There was no outbreak on the part of Mentu. But his broad chest heaved once, as though it had thrown off a great weight.
“But Kenkenes has been a dutiful son,” he said after a silence, “I can not think he would use me so cruelly—no word of his intent or his whereabouts.”
The objection was plausible.
“Then, let us go to Masaarah and discover of a surety,” the scribe suggested.
When Atsu emerged from the mouth of the little valley into the quarries some time after the midday meal, he was confronted by the murket and the royal scribe. Neither of the men was unknown to him.
Hotep halted him.
“Was there a guest with the fair-haired Israelite maiden last night?” the scribe asked.
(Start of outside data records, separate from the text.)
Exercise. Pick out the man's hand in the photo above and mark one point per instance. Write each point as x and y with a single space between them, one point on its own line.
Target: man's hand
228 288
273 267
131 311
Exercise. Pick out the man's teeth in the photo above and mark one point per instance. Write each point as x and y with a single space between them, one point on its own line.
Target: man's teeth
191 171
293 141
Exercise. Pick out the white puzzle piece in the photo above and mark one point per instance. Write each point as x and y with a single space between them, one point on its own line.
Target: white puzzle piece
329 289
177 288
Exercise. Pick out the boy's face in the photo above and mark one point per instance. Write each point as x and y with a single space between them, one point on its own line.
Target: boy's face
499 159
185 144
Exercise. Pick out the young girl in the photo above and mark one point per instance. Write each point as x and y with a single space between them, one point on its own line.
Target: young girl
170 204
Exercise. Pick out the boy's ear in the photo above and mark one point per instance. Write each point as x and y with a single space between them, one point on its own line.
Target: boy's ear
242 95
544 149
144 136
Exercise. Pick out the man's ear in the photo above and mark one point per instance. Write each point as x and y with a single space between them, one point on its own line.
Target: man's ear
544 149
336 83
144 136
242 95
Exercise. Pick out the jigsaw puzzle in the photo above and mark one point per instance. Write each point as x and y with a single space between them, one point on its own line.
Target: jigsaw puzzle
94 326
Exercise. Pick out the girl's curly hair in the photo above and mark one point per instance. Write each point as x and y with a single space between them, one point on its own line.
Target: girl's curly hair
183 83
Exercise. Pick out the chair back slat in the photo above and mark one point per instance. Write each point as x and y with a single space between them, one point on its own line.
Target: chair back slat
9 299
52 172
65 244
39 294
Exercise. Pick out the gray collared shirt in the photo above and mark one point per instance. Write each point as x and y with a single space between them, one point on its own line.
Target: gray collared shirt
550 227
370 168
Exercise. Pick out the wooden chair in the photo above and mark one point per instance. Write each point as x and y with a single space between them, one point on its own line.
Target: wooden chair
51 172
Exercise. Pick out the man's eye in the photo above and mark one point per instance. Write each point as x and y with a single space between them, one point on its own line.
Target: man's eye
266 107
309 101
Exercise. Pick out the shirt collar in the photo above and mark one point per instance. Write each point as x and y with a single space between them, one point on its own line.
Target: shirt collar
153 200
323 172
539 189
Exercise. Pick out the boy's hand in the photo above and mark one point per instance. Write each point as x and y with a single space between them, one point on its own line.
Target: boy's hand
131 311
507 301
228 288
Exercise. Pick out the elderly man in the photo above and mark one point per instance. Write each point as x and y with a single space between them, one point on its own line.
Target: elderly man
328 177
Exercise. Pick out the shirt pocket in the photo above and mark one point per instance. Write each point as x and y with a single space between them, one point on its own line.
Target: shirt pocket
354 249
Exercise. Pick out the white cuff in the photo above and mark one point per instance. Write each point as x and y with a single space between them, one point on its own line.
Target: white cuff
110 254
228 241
Atsu’s face, pinched and darker than usual, blazed wrathfully.
“Have ye also joined yourselves with Har-hat to run that hard-pressed child to earth?” he exclaimed. “Do ye call yourselves men?”
“The gods forbid!” Hotep protested. “We do not concern ourselves with the maiden. It is the man who may be with her that we seek.”
The taskmaster made an angry gesture, and Hotep interrupted again.
“I do not question her decorum, and the man of whom I speak is of spotless character. He is lost and we seek him.”
“I can not help you; my wits are taxed in another search.”